Hamburg. Christian Kunsch über Langstreckenflüge ab Hamburg, schnellere Sicherheitskontrollen und Schadenersatz gegen die Letzte Generation.
18 Jahre lang war die Bezeichnung Hamburgs Flughafen-Chef untrennbar mit dem Namen Michael Eggenschwiler verbunden. Seit Januar ist das mit dem Eintreten des Schweizers in den Ruhestand Geschichte. Hamburgs neuer Flughafen-Chef heißt Christian Kunsch, ist 50 Jahre alt, bereits seit 2019 in der Geschäftsführung und wird ab April von Berit Schmitz dort unterstützt.

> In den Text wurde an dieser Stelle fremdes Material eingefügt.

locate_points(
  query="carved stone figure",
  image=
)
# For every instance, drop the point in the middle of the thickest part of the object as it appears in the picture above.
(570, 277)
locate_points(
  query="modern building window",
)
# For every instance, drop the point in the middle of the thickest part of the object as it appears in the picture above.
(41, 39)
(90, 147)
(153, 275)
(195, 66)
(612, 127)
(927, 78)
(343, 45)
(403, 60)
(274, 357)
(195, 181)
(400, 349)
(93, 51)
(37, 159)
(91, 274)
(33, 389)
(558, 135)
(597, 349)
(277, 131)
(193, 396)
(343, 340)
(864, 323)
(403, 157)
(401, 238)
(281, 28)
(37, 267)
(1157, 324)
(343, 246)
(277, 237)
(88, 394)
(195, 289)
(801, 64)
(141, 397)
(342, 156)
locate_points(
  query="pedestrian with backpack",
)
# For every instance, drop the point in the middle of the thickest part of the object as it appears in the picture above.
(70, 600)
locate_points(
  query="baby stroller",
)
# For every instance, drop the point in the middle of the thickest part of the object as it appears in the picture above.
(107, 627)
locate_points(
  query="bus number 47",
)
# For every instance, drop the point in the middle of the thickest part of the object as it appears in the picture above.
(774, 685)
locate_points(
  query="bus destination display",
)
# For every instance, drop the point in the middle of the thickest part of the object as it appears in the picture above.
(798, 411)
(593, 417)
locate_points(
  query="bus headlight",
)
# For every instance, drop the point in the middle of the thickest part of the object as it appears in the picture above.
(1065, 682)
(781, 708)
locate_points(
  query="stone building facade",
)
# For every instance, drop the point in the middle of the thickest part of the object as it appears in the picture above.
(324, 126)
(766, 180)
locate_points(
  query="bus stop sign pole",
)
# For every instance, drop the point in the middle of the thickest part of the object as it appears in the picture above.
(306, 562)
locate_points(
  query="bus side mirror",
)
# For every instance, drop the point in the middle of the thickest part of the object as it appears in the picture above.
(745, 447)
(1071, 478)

Kunsch empfängt unsere Redaktion zu seinem ersten Interview im neuen Amt in seinem alten Büro. Auf einen Umzug in das größere Büro seines Vorgängers verzichtete der Betriebswirt, auf seine geliebte Tasse Kaffee nicht. Rund eine Stunde spricht er über neue Strecken vom Flughafen Hamburg,Schadenersatzforderungen gegen die Klimaaktivisten der Letzten Generation und den Geiselnehmer sowie die Wartezeiten an der Sicherheitskontrolle.
Herr Kunsch, für Schlagzeilen sorgte immer wieder die Sicherheitskontrolle mit Wartezeiten von mitunter auch mal 90 Minuten. CT-Scanner sollen den Ablauf deutlich schneller machen. Wann werden Sie an allen 18 Spuren diese Geräte haben?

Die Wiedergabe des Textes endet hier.